# Question about Pax Ticket Prices



## Everydaymatters (Aug 21, 2011)

Here in my part of Illinois we have Lincoln Service trains several times a day from Chicago to St. Louis.

My only experience with HSR was at the 2009 Gathering in Boston when we went from Boston to Providence. It was nice, but I like looking out the window and watching the world go by. In the Acela the scenery was dizzying as it flew past and experienced riders rarely looked out the window.

When the HSR is completed, will we still have the choice of using either the Lincoln Service trains or the high speed trains? I would think the ticket price would skyrocket with HSR.


----------



## AlanB (Aug 22, 2011)

Betty,

My understanding of the plans for Lincoln service is that the current trains will just run faster than they currently do, namely going from a max of 79 MPH to 110 MPH (Acela went 150). There will not be two separate services running between St. Louis & Chicago, only a slightly faster Lincoln service. You should also see new train cars, bi-level cars, within a few years and they'll run more trains per day than they do right now.

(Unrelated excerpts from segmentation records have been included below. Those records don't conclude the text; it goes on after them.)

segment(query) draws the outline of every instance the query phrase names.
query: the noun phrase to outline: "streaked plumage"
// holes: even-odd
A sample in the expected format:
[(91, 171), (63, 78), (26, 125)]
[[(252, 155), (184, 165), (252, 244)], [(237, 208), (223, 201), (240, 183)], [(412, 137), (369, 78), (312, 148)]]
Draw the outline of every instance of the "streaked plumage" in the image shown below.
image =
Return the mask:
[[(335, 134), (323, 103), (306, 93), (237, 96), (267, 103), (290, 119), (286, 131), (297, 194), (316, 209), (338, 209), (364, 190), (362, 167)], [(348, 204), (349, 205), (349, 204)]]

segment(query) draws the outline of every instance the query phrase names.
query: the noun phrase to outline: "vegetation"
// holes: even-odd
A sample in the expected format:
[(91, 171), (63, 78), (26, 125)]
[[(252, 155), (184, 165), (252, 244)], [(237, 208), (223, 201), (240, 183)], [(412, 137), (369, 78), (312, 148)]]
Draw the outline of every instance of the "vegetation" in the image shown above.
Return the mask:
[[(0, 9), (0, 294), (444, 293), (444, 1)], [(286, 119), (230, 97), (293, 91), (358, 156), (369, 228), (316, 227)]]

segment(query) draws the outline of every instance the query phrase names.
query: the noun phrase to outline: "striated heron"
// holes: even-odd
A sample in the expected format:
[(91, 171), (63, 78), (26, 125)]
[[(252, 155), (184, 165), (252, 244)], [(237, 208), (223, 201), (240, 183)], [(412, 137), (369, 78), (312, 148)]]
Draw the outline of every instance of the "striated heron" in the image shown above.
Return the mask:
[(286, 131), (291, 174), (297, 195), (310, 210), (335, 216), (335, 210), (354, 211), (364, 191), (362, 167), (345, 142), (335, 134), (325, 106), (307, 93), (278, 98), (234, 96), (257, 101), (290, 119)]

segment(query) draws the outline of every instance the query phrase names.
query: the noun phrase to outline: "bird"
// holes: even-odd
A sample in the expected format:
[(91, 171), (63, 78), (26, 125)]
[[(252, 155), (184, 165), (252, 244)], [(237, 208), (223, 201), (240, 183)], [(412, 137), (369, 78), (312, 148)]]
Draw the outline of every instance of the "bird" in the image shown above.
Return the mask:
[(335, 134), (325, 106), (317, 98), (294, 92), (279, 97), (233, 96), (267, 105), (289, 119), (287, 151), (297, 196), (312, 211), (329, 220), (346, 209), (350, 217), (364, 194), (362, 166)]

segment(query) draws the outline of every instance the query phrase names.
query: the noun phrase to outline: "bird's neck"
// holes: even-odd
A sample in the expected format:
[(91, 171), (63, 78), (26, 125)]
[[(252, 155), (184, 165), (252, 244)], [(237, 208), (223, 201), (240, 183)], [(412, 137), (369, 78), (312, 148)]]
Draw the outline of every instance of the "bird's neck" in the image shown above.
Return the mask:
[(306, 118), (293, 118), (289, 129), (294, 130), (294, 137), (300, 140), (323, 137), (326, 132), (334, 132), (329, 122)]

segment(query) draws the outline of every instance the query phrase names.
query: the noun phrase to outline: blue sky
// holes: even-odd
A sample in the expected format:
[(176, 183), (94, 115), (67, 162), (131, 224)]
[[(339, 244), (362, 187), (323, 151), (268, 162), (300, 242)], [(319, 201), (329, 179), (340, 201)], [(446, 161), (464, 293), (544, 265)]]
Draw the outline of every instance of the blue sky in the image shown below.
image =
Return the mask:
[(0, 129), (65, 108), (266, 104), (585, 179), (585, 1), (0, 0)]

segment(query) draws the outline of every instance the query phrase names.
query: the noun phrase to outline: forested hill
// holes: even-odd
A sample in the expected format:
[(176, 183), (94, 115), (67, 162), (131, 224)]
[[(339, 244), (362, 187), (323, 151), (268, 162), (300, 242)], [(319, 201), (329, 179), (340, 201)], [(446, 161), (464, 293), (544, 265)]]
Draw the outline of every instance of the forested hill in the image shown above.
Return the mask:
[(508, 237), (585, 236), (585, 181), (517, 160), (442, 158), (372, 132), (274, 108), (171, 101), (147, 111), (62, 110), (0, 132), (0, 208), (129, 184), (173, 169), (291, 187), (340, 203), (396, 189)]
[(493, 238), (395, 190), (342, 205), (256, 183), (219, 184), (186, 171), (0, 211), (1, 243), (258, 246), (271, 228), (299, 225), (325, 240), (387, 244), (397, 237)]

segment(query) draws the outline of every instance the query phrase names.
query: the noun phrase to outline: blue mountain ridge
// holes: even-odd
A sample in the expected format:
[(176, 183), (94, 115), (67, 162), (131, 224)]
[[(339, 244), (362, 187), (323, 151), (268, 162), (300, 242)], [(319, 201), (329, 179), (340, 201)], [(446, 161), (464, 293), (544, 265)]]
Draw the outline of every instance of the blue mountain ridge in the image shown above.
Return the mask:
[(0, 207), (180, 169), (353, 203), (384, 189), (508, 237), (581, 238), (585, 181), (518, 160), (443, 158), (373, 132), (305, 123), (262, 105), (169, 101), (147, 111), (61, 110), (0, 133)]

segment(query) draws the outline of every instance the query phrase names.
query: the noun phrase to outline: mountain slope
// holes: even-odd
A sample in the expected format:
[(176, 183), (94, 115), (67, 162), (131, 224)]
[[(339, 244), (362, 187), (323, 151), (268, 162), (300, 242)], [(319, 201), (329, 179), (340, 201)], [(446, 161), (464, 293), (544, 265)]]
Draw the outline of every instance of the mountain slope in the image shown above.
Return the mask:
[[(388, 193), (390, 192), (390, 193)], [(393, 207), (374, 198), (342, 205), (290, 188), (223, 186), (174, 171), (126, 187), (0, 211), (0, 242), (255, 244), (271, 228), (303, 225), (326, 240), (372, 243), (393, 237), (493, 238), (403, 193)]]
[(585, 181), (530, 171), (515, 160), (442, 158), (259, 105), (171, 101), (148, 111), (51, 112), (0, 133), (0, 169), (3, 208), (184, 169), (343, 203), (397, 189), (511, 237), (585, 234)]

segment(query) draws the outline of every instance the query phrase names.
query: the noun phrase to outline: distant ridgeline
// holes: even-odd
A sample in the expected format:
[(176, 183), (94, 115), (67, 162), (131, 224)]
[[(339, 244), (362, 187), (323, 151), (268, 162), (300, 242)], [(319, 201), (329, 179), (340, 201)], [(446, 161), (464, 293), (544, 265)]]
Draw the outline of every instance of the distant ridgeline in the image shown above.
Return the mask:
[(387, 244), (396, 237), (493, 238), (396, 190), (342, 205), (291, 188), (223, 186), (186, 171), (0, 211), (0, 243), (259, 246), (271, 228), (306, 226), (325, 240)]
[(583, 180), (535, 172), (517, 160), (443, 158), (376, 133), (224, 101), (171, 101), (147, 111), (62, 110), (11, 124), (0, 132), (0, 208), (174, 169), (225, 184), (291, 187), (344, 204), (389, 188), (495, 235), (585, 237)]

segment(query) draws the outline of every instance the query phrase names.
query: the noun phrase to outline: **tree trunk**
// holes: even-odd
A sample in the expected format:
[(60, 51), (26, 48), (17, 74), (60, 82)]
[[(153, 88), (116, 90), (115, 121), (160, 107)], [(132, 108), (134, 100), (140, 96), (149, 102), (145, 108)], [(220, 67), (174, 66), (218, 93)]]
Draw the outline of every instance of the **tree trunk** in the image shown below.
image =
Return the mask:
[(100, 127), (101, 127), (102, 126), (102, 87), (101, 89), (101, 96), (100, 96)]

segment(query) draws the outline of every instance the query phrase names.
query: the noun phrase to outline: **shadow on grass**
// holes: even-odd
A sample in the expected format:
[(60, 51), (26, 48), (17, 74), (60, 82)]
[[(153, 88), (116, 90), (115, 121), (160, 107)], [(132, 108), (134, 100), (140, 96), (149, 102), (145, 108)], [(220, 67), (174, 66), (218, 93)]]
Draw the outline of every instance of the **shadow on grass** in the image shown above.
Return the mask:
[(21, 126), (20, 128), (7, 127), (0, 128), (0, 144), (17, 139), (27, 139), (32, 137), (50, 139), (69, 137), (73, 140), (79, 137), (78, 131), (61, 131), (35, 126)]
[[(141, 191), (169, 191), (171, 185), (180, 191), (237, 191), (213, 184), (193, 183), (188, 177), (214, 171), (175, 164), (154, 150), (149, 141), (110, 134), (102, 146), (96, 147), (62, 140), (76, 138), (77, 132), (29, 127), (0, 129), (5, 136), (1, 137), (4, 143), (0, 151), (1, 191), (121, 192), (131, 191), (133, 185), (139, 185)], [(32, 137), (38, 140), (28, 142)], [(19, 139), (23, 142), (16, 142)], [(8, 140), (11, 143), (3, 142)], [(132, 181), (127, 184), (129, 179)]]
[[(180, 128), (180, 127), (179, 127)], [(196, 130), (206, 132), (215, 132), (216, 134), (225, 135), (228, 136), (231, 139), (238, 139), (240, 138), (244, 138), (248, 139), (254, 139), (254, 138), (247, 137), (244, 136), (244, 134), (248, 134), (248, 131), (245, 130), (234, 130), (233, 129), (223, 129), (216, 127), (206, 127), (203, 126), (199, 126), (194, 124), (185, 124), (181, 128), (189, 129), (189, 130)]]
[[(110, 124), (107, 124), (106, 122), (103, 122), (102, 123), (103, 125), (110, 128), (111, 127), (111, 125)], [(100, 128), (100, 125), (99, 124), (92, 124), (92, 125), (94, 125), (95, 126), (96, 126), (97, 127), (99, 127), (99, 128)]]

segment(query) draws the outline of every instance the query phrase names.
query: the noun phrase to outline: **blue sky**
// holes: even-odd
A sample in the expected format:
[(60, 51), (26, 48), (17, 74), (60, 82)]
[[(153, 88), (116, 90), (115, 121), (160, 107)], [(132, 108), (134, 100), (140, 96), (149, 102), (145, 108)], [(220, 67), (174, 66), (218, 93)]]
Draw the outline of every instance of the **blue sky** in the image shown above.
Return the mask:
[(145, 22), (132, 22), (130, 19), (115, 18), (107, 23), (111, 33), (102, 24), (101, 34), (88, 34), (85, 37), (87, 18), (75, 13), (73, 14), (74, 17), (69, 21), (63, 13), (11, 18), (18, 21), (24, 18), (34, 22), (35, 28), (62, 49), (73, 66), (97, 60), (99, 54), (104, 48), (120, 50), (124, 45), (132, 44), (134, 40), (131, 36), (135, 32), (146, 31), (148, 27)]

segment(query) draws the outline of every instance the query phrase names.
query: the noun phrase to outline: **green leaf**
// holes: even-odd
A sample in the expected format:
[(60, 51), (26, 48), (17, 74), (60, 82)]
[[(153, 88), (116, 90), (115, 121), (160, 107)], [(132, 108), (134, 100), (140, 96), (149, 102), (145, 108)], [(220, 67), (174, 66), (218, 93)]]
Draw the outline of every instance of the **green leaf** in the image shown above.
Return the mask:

As for ticket prices, I'd expect that you'll probably see a modest initial increase in price. But after that it's hard to say what might happen. In theory Amtrak would charge what the market bears, and the odds are that ridership will soar and an increase in ridership would permit still higher prices. But then Amtrak is also not in control of the prices on its own, its a state sponsored service so Illinois has a major say in what the price(s) will be.


----------



## PRR 60 (Aug 22, 2011)

AlanB said:


> Betty,
> 
> My understanding of the plans for Lincoln service is that the current trains will just run faster than they currently do, namely going from a max of 79 MPH to 110 MPH (Acela went 150). There will not be two separate services running between St. Louis & Chicago, only a slightly faster Lincoln service. You should also see new train cars, bi-level cars, within a few years and they'll run more trains per day than they do right now.
> 
> As for ticket prices, I'd expect that you'll probably see a modest initial increase in price. But after that it's hard to say what might happen. In theory Amtrak would charge what the market bears, and the odds are that ridership will soar and an increase in ridership would permit still higher prices. But then Amtrak is also not in control of the prices on its own, its a state sponsored service so Illinois has a major say in what the price(s) will be.


I would equate it to the Keystone service in Pennsylvania. When speed were increased to 110mph, it simply meant the same trains ran on a faster schedule. But, all the same stops are still being made (with a couple of limited-stop expresses at rush hour), and the fares remained more or less the same.

One of the nice aspects of the Keystone service is that it is unreserved between Philadelphia and Harrisburg. You can buy a ticket and ride any train you want without any fare bucket and rebooking nonsense. The only pricing variation is for Friday and Sunday trains, which are priced about 10% higher than the rest of the week.


----------